Он потряс головой, почему из всех дней ему об этом вспомнилось именно сейчас.
Его мысли вернулись к представлению редакции о том, как должен выглядеть завтрашний номер (или мечтам, если кому-то угодно).
Конечно, никто не мешал им написать об остальных заложниках, прочих делегатах ЕС, но похищенные иностранцы были примерно так же интересны читателям «Квельспрессен», как подогретая геркулесовая каша. Только смерть одного из них могла удостоиться упоминания на первой странице, да и то с точки зрения того, что угрожало их общему достоянию – Томасу Самуэльссону, человеку, на чьих плечах покоилась безопасность всей Европы.

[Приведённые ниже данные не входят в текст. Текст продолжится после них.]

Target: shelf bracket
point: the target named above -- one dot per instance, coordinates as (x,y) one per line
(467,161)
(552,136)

Он просмотрел обзор того, что прочие европейские средства массовой информации опубликовали на сей счет. Пожалуй, определенный интерес представляла жена румына. Ее снимок сейчас продавался через некое фотоагентство в Париже. Можно было бы опубликовать его и сделать вид, что это Анника и дети, а пока люди прочитают текст под ним, изящный заголовок сверху, они уже окажутся на какой-то из внутренних страниц.

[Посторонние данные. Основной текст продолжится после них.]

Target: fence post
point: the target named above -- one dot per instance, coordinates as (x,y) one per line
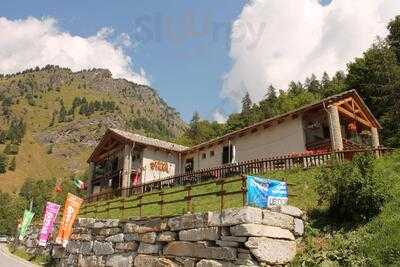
(244,190)
(96,209)
(189,199)
(122,201)
(222,193)
(162,203)
(140,206)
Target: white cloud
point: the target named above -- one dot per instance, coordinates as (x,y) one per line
(218,116)
(291,39)
(32,42)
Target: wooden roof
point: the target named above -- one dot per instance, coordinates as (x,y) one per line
(345,101)
(114,137)
(317,105)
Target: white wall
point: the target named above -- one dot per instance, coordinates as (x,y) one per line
(150,155)
(279,139)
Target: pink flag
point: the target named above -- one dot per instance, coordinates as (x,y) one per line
(48,222)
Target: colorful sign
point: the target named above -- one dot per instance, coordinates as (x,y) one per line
(264,193)
(50,217)
(78,183)
(159,166)
(71,211)
(26,221)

Он посмотрел на свой ручной хронометр.
До критической черты оставалось еще много часов, но Шюман не верил в чудеса. Сейчас им требовалось самим позаботиться о том, чтобы события не стояли на месте.

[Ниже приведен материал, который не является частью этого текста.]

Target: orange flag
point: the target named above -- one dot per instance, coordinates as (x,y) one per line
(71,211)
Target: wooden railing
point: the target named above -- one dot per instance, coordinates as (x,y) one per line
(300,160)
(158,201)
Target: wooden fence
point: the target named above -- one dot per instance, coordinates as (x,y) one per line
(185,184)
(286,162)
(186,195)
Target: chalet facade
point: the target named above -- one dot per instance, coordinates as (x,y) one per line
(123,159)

Он выпил кофе, поднялся и направился к выпускающему редактору новостей.

 

Анника принялась жадно хватать ртом воздух, как только вышла на улицу. Было действительно ужасно холодно. На голубом и абсолютно чистом небе солнце быстро опускалось за здание местного муниципалитета. В тени домов сумерки уже начали вступать в свои права.
Снег хрустел под ее подошвами. Голова чесалась от шапки. Улицы по-прежнему не убрали от снега.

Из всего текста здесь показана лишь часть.